Archiving Oracle table audit data with partitioned tablespaces

Oracle Database Tips by Donald Burleson

Today we are challenged to find a way to store a complete historical record of row changes.  We can buy pre-written software (the Lumigent product), or write your own with standard DBA tricks.

Assume that we adopt a "current table ==>  history table" strategy where we enhance the SQL update command with a pre-process.  Before we change a row, we use a "before update and before delete" trigger to archive all "old" row values (similar to the BEFORE (BFOR) row image).  We write the old row values to a corresponding history table, where the columns are identical, and the only difference is the suffix on the table_name of "_history". 

We record the date-time of the row change in the history table by using rowscn for tracking timestamp for changes to the row.  This is done with the "row dependencies" in the Oracle 10g rowscn psuedocolumn.

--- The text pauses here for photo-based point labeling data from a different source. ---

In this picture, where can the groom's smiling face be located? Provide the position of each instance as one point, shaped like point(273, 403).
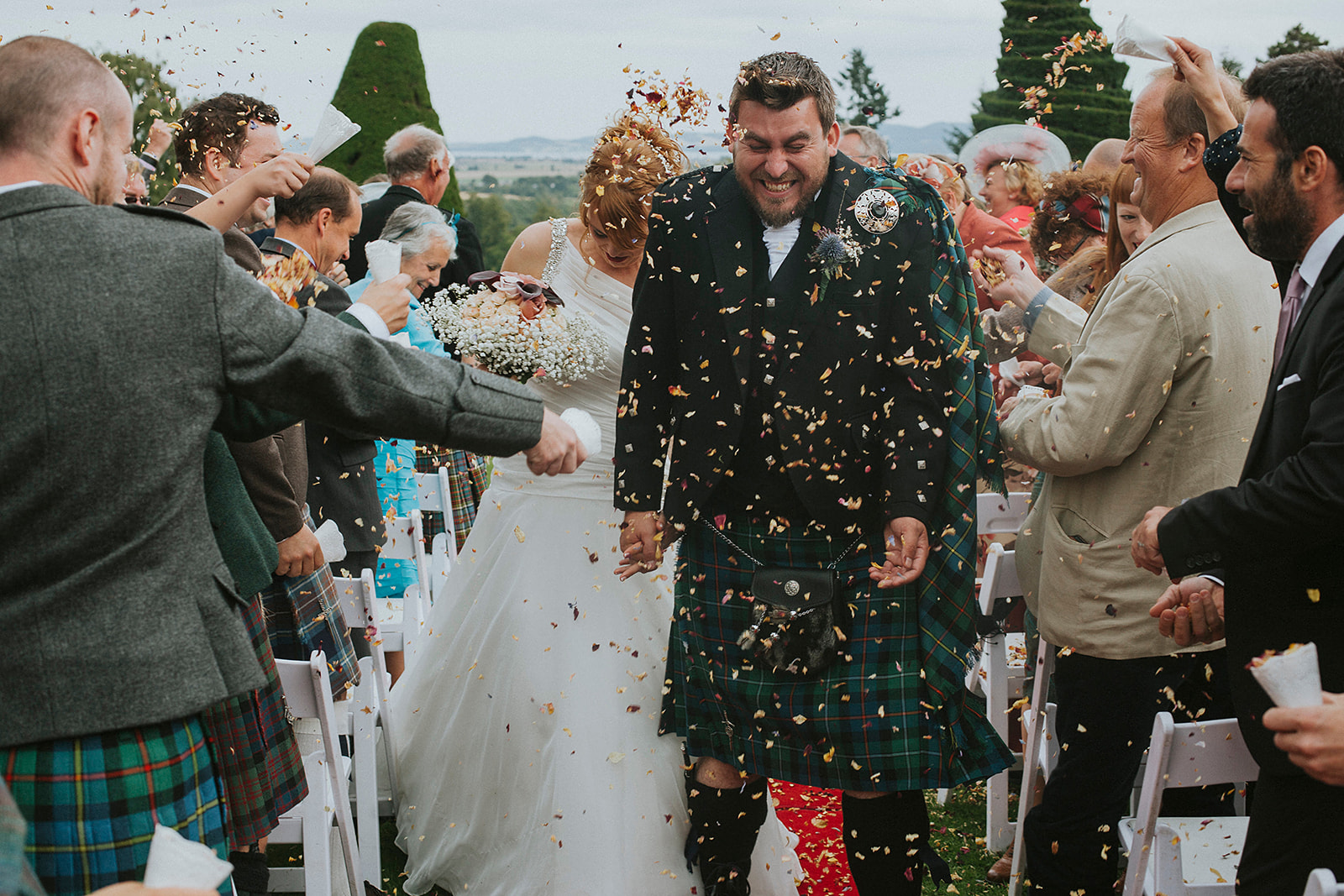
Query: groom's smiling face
point(781, 157)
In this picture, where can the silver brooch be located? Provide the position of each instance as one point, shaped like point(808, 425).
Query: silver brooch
point(877, 211)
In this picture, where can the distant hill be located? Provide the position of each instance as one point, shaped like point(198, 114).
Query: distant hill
point(900, 137)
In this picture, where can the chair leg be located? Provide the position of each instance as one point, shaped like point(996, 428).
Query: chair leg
point(366, 782)
point(1032, 757)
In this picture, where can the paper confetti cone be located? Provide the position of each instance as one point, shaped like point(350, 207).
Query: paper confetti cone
point(176, 862)
point(1292, 679)
point(333, 130)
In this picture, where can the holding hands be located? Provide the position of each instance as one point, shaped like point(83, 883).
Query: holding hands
point(1191, 611)
point(642, 543)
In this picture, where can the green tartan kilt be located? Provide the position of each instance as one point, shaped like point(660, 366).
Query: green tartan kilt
point(93, 802)
point(255, 748)
point(860, 725)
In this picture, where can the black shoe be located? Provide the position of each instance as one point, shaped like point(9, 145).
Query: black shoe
point(726, 880)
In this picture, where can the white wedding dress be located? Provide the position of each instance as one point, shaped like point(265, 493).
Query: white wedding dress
point(530, 758)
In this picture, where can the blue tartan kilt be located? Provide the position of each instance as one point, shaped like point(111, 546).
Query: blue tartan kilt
point(93, 801)
point(860, 725)
point(302, 616)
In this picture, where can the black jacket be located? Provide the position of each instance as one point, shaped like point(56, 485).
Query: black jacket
point(342, 483)
point(1274, 537)
point(860, 399)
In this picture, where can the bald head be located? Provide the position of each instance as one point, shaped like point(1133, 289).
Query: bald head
point(44, 83)
point(1104, 157)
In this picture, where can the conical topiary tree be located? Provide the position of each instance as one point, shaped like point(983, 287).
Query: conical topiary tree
point(1089, 105)
point(383, 89)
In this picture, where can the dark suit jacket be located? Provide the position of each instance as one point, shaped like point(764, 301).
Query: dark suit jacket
point(340, 464)
point(1277, 533)
point(467, 261)
point(241, 249)
point(120, 335)
point(860, 421)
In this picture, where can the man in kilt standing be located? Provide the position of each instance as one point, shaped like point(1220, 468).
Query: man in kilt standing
point(803, 344)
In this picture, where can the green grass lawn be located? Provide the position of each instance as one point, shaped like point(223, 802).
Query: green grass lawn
point(958, 831)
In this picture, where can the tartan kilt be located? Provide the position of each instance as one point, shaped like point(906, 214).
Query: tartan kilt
point(255, 748)
point(467, 481)
point(860, 725)
point(302, 616)
point(93, 802)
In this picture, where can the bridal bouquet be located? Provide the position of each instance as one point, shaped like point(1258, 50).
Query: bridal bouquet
point(514, 325)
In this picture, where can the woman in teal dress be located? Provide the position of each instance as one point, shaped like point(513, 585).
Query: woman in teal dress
point(428, 244)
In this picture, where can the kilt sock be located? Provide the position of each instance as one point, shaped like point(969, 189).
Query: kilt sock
point(887, 844)
point(723, 829)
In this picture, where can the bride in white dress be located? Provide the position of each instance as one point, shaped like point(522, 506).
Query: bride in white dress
point(531, 761)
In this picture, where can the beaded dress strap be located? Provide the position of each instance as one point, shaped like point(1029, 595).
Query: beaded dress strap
point(559, 235)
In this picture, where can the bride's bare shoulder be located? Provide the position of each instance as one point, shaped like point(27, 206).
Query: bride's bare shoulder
point(530, 250)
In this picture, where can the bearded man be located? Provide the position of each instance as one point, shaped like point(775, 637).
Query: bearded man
point(823, 421)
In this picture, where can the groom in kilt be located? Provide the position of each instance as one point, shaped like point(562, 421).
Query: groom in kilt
point(804, 345)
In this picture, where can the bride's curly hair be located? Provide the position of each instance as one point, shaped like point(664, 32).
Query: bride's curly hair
point(631, 159)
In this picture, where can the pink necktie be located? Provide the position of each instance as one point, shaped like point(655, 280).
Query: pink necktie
point(1288, 312)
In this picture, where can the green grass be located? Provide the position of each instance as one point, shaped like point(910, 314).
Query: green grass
point(958, 832)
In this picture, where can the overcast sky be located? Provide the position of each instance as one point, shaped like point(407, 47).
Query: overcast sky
point(501, 69)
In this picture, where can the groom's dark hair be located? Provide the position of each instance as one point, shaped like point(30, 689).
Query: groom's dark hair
point(219, 123)
point(781, 80)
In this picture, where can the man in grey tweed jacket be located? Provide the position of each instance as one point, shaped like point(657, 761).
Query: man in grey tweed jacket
point(120, 332)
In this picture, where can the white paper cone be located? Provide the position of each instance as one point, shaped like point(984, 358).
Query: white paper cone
point(331, 540)
point(1292, 679)
point(586, 429)
point(333, 130)
point(385, 259)
point(1133, 39)
point(176, 862)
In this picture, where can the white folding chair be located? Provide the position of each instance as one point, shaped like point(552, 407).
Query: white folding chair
point(998, 515)
point(436, 493)
point(1195, 855)
point(308, 694)
point(1000, 676)
point(401, 617)
point(1041, 752)
point(1321, 883)
point(371, 721)
point(995, 515)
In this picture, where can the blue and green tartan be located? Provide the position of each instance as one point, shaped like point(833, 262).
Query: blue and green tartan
point(302, 616)
point(897, 716)
point(860, 725)
point(93, 802)
point(17, 878)
point(947, 587)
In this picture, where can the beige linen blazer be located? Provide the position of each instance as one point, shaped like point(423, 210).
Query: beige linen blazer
point(1163, 385)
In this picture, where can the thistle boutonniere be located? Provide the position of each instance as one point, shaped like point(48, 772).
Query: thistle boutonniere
point(835, 249)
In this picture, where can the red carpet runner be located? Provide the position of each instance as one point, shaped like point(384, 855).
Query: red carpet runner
point(815, 817)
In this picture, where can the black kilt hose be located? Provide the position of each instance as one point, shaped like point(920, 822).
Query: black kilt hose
point(860, 725)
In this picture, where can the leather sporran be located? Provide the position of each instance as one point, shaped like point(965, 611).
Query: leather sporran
point(795, 625)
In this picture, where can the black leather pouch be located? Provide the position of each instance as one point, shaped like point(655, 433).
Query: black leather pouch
point(795, 620)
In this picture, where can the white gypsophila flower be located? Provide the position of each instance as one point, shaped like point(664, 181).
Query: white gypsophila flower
point(490, 327)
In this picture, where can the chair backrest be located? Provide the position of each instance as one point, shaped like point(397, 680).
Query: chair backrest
point(1321, 883)
point(1189, 754)
point(296, 681)
point(999, 515)
point(1000, 578)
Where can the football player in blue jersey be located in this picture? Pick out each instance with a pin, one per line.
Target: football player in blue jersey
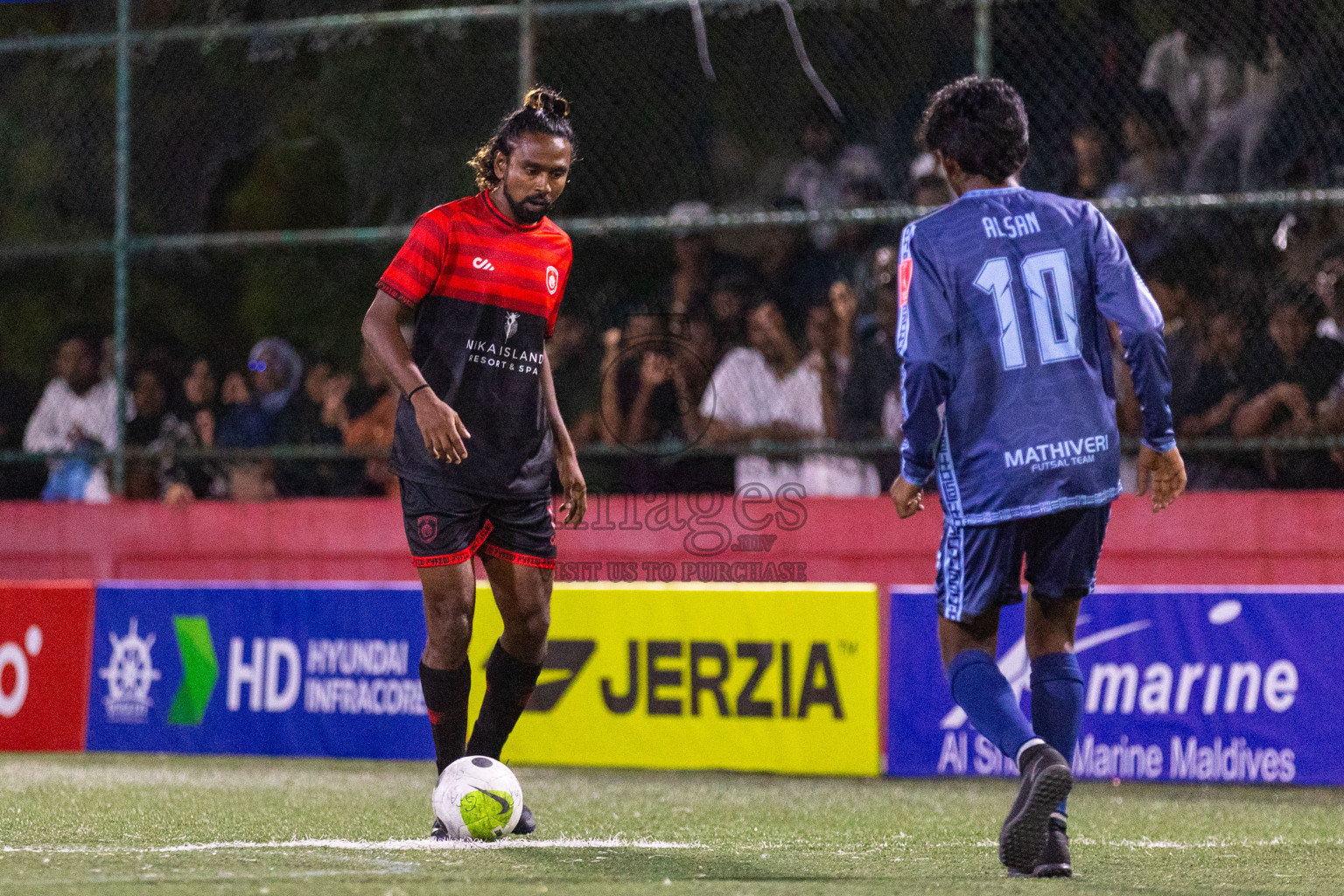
(1004, 300)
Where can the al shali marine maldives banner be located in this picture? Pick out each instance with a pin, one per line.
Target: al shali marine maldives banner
(1186, 685)
(780, 677)
(300, 670)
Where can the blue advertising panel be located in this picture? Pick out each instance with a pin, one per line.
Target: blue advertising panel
(1186, 685)
(290, 669)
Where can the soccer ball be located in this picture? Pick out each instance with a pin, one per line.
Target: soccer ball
(478, 798)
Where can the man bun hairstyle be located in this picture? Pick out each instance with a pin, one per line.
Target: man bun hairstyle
(543, 112)
(980, 124)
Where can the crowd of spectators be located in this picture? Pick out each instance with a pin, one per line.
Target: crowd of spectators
(175, 409)
(785, 335)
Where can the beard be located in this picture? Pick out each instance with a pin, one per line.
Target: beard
(528, 210)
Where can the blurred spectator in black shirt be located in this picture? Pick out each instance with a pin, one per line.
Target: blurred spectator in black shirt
(870, 406)
(1294, 371)
(1092, 170)
(794, 271)
(1178, 278)
(1329, 288)
(576, 367)
(639, 396)
(930, 191)
(153, 427)
(828, 170)
(727, 309)
(1153, 140)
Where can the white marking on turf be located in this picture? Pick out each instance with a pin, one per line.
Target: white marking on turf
(371, 845)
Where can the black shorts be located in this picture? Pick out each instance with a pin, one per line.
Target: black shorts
(445, 526)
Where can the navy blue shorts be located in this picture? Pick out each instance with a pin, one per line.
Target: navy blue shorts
(980, 566)
(445, 526)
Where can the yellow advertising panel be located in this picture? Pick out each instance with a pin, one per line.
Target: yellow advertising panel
(756, 677)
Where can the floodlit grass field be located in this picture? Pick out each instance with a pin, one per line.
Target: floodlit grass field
(234, 825)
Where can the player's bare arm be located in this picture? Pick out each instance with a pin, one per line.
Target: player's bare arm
(566, 458)
(906, 497)
(440, 424)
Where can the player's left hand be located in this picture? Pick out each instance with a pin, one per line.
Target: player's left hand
(1164, 473)
(576, 489)
(906, 497)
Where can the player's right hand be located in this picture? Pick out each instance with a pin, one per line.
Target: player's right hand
(906, 497)
(1164, 472)
(441, 427)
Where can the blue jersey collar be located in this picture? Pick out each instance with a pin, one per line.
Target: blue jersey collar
(992, 191)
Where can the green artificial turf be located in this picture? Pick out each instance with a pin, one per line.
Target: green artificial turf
(107, 823)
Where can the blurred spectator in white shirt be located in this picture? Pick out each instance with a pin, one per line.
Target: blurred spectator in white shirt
(809, 399)
(77, 414)
(1198, 80)
(828, 168)
(744, 393)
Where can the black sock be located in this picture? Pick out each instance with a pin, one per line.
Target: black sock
(445, 697)
(508, 685)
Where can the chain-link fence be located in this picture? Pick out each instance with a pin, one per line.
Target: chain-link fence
(275, 152)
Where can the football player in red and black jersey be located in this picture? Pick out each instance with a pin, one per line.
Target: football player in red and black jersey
(478, 429)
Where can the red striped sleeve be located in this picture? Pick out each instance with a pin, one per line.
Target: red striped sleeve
(559, 291)
(420, 261)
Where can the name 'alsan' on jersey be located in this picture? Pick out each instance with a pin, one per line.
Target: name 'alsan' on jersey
(486, 293)
(1007, 379)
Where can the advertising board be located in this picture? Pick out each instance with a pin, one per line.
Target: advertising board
(46, 633)
(1183, 684)
(780, 677)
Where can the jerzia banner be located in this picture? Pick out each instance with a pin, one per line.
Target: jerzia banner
(780, 677)
(1186, 685)
(301, 670)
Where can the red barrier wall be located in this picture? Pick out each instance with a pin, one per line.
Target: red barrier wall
(1228, 537)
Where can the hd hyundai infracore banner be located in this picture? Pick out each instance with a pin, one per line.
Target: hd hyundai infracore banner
(1186, 685)
(780, 677)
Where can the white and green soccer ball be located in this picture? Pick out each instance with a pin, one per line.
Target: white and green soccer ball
(478, 798)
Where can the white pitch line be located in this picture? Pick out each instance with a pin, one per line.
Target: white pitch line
(371, 845)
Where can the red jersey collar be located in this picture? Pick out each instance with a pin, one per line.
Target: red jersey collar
(506, 220)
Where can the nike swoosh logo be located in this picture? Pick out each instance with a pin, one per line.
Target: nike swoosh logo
(503, 802)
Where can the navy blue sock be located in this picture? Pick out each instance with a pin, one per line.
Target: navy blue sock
(988, 699)
(1057, 702)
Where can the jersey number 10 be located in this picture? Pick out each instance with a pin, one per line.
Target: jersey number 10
(1050, 290)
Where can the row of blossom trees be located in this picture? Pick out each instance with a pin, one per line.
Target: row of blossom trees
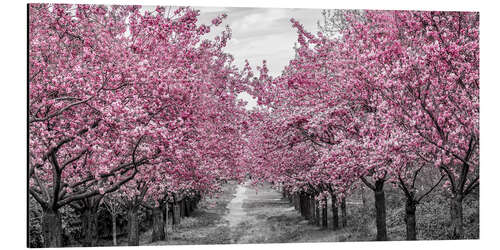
(377, 96)
(127, 101)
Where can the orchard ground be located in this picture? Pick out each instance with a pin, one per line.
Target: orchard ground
(263, 216)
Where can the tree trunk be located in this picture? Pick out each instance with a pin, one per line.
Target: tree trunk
(317, 212)
(312, 216)
(343, 210)
(335, 212)
(52, 228)
(133, 227)
(380, 210)
(158, 233)
(411, 221)
(324, 215)
(176, 215)
(113, 220)
(89, 227)
(456, 212)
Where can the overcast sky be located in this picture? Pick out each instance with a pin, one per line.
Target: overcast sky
(259, 34)
(262, 33)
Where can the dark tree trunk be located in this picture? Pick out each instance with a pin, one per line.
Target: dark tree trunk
(380, 210)
(52, 228)
(133, 227)
(176, 218)
(335, 212)
(363, 197)
(411, 221)
(113, 221)
(324, 215)
(89, 227)
(343, 210)
(456, 212)
(158, 233)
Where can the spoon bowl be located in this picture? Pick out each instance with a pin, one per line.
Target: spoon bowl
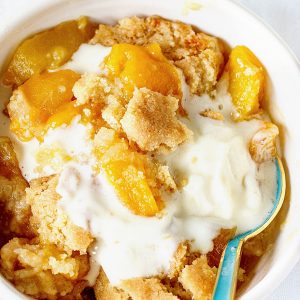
(228, 269)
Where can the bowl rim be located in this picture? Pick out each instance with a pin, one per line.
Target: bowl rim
(262, 289)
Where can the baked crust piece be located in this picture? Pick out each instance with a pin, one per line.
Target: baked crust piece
(49, 220)
(146, 288)
(199, 278)
(14, 210)
(104, 290)
(199, 55)
(42, 271)
(150, 121)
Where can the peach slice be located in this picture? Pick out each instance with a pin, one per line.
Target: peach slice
(47, 50)
(138, 66)
(43, 101)
(246, 82)
(126, 171)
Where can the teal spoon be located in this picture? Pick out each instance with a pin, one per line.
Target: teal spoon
(227, 275)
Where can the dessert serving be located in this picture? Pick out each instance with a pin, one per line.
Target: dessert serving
(129, 156)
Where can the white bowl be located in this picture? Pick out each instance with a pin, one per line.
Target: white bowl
(235, 25)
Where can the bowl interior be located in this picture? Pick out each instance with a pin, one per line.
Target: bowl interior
(235, 26)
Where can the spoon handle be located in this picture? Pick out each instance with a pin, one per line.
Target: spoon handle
(228, 270)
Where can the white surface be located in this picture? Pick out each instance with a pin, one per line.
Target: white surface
(283, 16)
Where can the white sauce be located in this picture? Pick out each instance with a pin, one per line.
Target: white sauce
(224, 186)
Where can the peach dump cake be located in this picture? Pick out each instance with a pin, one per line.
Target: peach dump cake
(130, 155)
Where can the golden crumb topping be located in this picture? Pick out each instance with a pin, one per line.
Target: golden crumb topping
(197, 54)
(199, 278)
(50, 221)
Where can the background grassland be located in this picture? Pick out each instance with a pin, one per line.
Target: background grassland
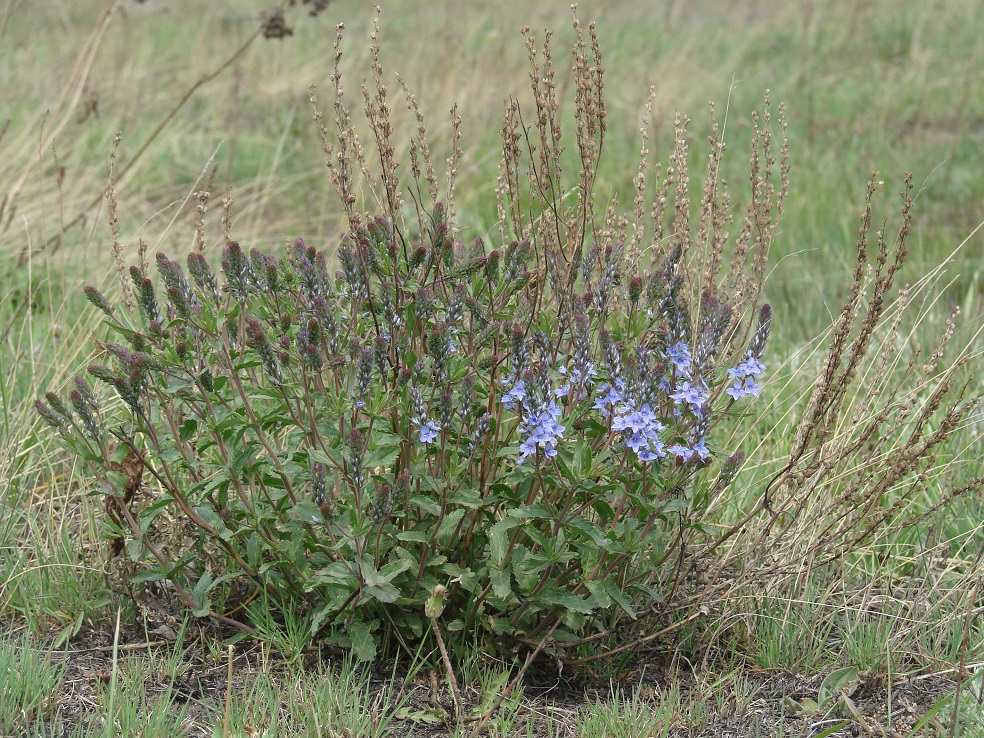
(868, 86)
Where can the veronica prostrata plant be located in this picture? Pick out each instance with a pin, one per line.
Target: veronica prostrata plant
(528, 421)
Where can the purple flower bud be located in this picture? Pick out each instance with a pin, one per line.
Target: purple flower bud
(96, 298)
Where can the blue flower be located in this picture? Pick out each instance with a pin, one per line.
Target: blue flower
(697, 452)
(688, 393)
(679, 355)
(612, 397)
(643, 427)
(429, 431)
(541, 430)
(516, 394)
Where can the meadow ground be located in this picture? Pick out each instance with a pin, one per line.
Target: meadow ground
(887, 637)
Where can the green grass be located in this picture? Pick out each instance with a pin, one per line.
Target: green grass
(867, 85)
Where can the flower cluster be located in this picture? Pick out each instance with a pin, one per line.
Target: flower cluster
(643, 427)
(541, 429)
(743, 376)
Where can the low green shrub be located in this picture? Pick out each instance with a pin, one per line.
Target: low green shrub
(527, 426)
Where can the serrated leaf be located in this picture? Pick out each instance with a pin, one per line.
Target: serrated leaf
(449, 524)
(536, 511)
(363, 644)
(501, 583)
(426, 504)
(499, 540)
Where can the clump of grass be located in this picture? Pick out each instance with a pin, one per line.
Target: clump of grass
(29, 682)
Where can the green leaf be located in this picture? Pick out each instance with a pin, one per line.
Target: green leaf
(188, 430)
(599, 592)
(536, 511)
(845, 679)
(426, 504)
(417, 536)
(566, 600)
(449, 524)
(363, 645)
(307, 511)
(499, 540)
(383, 592)
(501, 583)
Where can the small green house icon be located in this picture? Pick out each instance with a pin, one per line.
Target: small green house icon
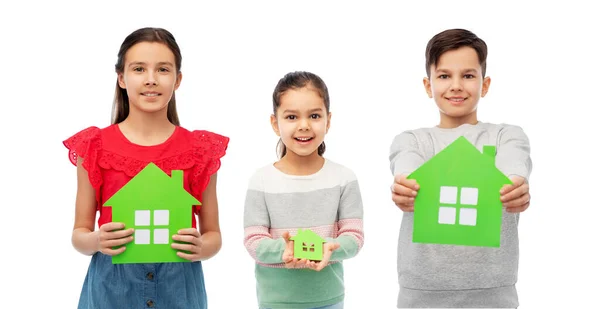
(459, 197)
(308, 245)
(156, 206)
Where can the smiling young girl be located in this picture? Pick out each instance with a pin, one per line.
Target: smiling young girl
(302, 190)
(145, 129)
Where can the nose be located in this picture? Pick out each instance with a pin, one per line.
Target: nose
(150, 79)
(303, 125)
(456, 84)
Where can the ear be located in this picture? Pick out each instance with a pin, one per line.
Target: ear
(275, 125)
(427, 85)
(486, 86)
(121, 80)
(178, 81)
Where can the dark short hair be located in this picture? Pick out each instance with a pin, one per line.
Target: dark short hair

  • Wasted space - We archive the whole rows, and not just the single column that changed.  It's simple (because table columns are identical and the before update/delete trigger is simple), but we are trading-off code complexity for disk storage.

  • Storage Management - Of course, whole-row audits audit tables may grow VERY large, and we need to look at a partitioning scheme whereby we can use the tablespace transport (Oracle transportable tablespaces) utility to move the  "the oldest generation"  to cheaper read-only media like optimal disk.  This is like a Generation Data Group (GDG) in MVS, except that we are tracking tablespace partitions (and their datafiles). Using this archiving method, all historical tables are still available to Oracle for reading (no writes in a read-only tablespace), they are only moved to less expensive "warehouse type" storage.

Providing a simple yet complete audit of Oracle table row changes can consume huge amounts of disk, and this may not be appropriate for high update/delete environments (high DML).  There are many third-party products, tools and techniques (including archived redo logs) to provide DML auditing for tables.